Sehr geehrter Herr Bellenbaum,

vielen Dank für Ihre Nachricht. Der Einsatz von biometrischer Gesichtserkennung auf Grundlage algorithmischer Verfahren und „intelligenter Videoüberwachung“ im öffentlichen Raum erhöht nicht - wie vielfach falsch und populistisch postuliert - die öffentliche Sicherheit, sondern gefährdet diese und die Grundrechte aller Bürgerinnen und Bürger massiv. Daher sind wir Grüne grundsätzlich gegen ihren Einsatz und der Meinung, dass sie gesetzlich ausgeschlossen gehört. Erschreckende Erfassungspraktiken wie die des US-Unternehmens clearview oder der jüngste Skandal um PimEyes unterstreichen dies und zeigen den dringenden Handlungsbedarf der Bundesregierung auf diesem Gebiet. Nicht nur die Unausgereiftheit der Systeme führt eine erhebliche Problemlage herbei, wie Pilotprojekte am Berliner Südkreuz zeigen, die mit enorm hohen Fehlerraten mit Falscherkennungen und tausendfachen Fehlspeicherungen zu täglichen unzulässigen Grundrechtseingriffen führen.

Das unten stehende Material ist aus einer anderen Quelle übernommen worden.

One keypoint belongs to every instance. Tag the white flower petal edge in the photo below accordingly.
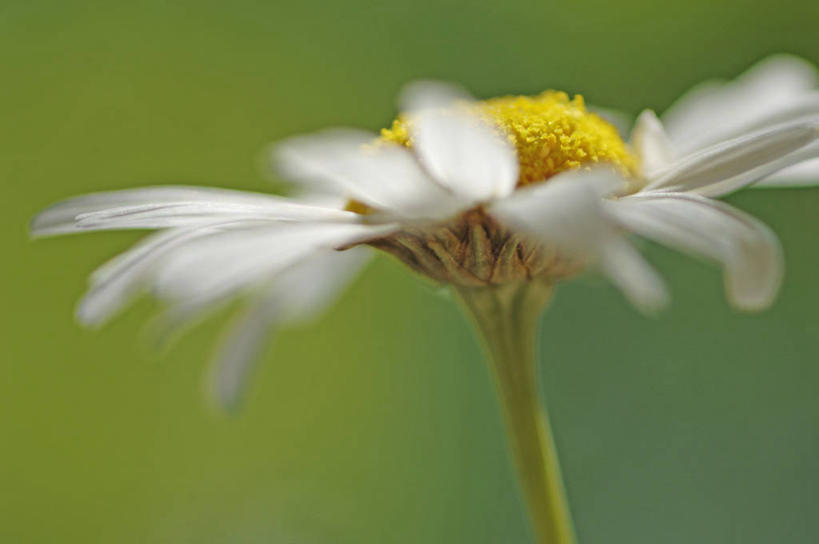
(718, 110)
(211, 268)
(172, 206)
(747, 249)
(387, 178)
(465, 154)
(779, 90)
(567, 213)
(650, 142)
(733, 164)
(297, 295)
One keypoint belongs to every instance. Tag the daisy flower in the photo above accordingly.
(501, 199)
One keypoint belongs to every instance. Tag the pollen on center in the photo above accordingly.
(551, 132)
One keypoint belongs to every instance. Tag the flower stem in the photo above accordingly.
(507, 318)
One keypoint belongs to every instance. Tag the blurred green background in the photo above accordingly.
(379, 423)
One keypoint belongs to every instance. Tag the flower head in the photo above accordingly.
(472, 193)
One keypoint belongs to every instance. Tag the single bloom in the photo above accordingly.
(500, 199)
(469, 193)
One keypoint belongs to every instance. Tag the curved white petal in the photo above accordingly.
(803, 174)
(651, 143)
(620, 120)
(730, 165)
(566, 213)
(172, 206)
(465, 154)
(298, 294)
(748, 251)
(116, 282)
(212, 268)
(431, 94)
(717, 110)
(384, 176)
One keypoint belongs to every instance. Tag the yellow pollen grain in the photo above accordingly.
(551, 132)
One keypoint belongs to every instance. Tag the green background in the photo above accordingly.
(378, 423)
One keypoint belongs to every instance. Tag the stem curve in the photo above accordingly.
(506, 317)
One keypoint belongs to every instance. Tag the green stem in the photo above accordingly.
(507, 318)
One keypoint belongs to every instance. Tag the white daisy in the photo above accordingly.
(500, 198)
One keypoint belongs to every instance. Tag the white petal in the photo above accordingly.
(801, 175)
(715, 111)
(748, 251)
(386, 176)
(171, 206)
(620, 120)
(215, 267)
(566, 213)
(651, 143)
(298, 294)
(465, 154)
(430, 94)
(730, 165)
(116, 282)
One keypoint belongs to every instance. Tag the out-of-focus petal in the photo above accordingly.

Digitale Gesichtserkennungssysteme bringen enorme Gefahren für die informationelle Selbstbestimmung, gefährden die Privatheit aller in öffentlichen Räumen und stellen unbescholtene Bürgerinnen und Bürger unter Generalverdacht. Der Einsatz würde insbesondere für Minderheiten und Menschen mit Diskriminierungserfahrung verheerende Folgen mit sich bringen und gesellschaftlich ohnehin bestehende Diskriminierungen verfestigen. Wir sind der Meinung: Demokratien leben von der Verfügbarkeit grundsätzlich unüberwachter öffentlicher Räume, in denen sich Individuen frei bewegen können. Biometrische Gesichtserkennung stellt diese rechtsstaatliche Selbstverständlichkeit massiv in Frage und droht die wichtige relative Anonymität öffentlicher Räume nachhaltig zu gefährden oder gar zu beenden.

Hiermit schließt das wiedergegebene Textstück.